India proposes WTO pact on easing movement of professionals to meet Covid-19 challenges

Amiti Sen New Delhi | Updated on May 10, 2021

At General Council meeting, New Delhi says Ministerial Conference (MC-12) this year must also address public stock holding, food security issues

India has proposed that a multilateral framework on movement of professionals should be part of the WTO’s Ministerial Conference (MC-12) agenda scheduled later this year to help deal with the challenges posed by the fast-spreading Covid-19 pandemic.

“The MC-12 must also deliver a simple, efficient, and permanent solution on extending public stock holding flexibilities for food security purposes to new programmes and new products,” said Brajendra Navnit, Ambassador & Permanent Representative of India to the WTO, at the recent General Council meeting of the multilateral trade body.

Feasible priorities

The WTO administration is planning to hold MC-12 on November 30-December 3 in Geneva, which is to be attended by trade ministers of all member countries.

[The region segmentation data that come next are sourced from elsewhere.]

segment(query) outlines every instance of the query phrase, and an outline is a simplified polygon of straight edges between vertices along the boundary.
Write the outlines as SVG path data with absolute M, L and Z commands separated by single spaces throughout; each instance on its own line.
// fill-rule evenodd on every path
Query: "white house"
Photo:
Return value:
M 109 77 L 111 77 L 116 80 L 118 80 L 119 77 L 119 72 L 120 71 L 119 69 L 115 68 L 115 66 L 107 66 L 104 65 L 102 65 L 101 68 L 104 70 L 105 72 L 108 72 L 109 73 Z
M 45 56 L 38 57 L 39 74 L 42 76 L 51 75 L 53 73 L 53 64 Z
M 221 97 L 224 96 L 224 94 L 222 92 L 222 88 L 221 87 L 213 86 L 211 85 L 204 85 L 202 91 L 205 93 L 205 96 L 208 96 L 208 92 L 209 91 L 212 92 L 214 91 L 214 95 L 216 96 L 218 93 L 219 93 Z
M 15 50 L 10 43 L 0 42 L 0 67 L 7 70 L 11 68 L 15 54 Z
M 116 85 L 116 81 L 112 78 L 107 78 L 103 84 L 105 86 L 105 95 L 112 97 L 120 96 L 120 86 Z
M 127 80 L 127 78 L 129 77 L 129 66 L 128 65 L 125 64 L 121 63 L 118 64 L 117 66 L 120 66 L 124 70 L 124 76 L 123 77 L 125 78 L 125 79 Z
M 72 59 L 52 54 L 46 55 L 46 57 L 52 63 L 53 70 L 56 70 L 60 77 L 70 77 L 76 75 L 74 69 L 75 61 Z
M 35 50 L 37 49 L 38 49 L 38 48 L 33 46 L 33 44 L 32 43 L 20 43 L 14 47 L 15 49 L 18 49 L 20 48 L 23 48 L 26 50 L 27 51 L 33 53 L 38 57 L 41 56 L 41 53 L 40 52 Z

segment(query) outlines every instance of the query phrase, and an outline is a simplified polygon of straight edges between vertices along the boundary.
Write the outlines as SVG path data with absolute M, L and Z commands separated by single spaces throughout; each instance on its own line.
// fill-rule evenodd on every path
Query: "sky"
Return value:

The Members are trying to zero in on the most feasible priorities for delivery.

“The pandemic has highlighted the need for ensuring easier cross-border movement of health care workers and other professionals providing essential services and it must be part of the MC-12 Trade & Health Package, proposed by many members,” Navnit pointed out.

India argued that easier norms for movement of health and other professionals needed to be included in such a pact as countries could have been able to mobilise a greater number of such professionals and meet increased demand if the trade practices in the services sector were not so restrictive.

Food security challenges

On public stock holding, India said that any effort to meet the food security challenges must address the structural deficiencies including through measures such as the special safeguard mechanism (SSM) to protect domestic farmers from import surges.

It insisted that not only should the permanent solution to allow developing countries like India to provide public stock holding subsidies without penalties be available for existing produce and schemes, it must also be extended to new programmes and new products in the future.

On the negotiations on the agreement to curb harmful fisheries subsidies, which is being projected by the WTO as one of the key deliverables of MC-12, India reiterated that “common but differentiated responsibility” and “polluter pays principle” should be applicable in any agreement relating to sustainability.

“Those with large number of industrial vessels and have provided huge subsidies leading to overfishing and over capacity should take higher cuts in subsidy and capacity. Special & Differential Treatment in the final outcome must be effective and appropriate, having regard to the development needs, livelihood and food security concerns of millions of small fishers of developing countries including LDCs,” India’s representative said.

New Delhi also objected to attempts being made by some member countries to bring in the non-mandated issue of Joint Statement Initiatives, such as e-commerce, domestic regulations and investment facilitation, as outcomes for MC12. “We urge everyone to keep their attention focused only on delivering results on mandated issues,” Navnit asserted.